Een handvol lichtdeeltjes gedraagt zich op dezelfde manier als een systeem van miljoenen fotonen.
In essentie is er geen verschil tussen een druppel water en de inhoud van een zwembad. Zelfs in een druppel zitten er nog miljarden watermoleculen. Hierdoor zal zowel de druppel als het (zuivere) zwembadwater bevriezen bij nul graden en koken bij honderd graden.
Maar waar ligt de grens tussen ‘veel’ en ‘weinig’ deeltjes? De grens waarboven een systeem zich als een veeldeeltjessysteem gedraagt (zoals het water), maar waaronder aggregatietoestanden zoals bevriezen en verdampen niet voorkomen?
"De vondst is belangrijk voor kwantumfysici, want kleine systemen zijn veel gemakkelijk te bestuderen dan grote"

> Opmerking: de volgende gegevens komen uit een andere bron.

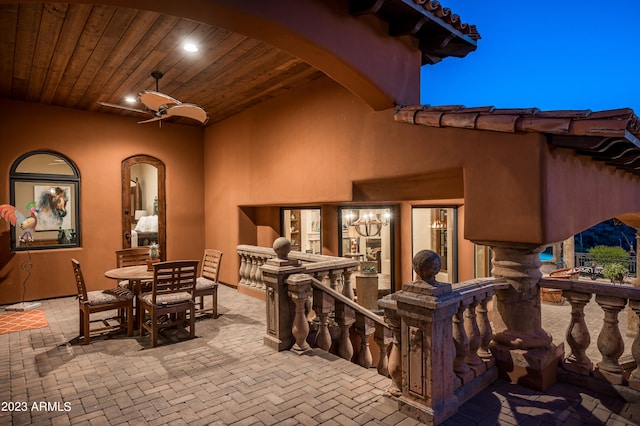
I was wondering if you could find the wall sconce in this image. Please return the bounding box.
[133,210,148,220]
[431,209,447,230]
[348,226,360,254]
[347,212,391,237]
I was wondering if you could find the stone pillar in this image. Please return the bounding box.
[562,235,576,268]
[261,237,304,351]
[392,250,459,424]
[627,228,640,334]
[489,244,564,391]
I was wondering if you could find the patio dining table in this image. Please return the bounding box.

Betrekkelijk laag, zo heeft een team van Britse en Duitse fysici ontdekt. Ze creëerden in hun lab een reeks systemen van gemiddeld zeven fotonen groot. Hoewel het slechts om een handvol lichtdeeltjes gaat, konden ze aantonen dat fase-overgangen (kwantummechanische verschuivingen tussen aggregatietoestanden) nog steeds voorkwamen in de meerderheid van de systemen. De vondst is belangrijk voor kwantumfysici, want kleine systemen zijn veel gemakkelijk te bestuderen dan grote.
De fysici konden aantonen dat de fotonen een zogeheten 'bose-einsteincondensaat' vormden, een niet-klassieke aggregatietoestand die slechts voorkomt in de buurt van het absolute nulpunt. In deze toestand zijn deeltjes niet meer afzonderlijk onderscheidbaar, waardoor het condensaat ook wel een superatoom wordt genoemd.
Overigens blijkt zeven een soort ondergrens te zijn, want bij nog minder fotonen verdween het condensaat en gedroeg het systeem zich als een verzameling losse individuele lichtdeeltjes.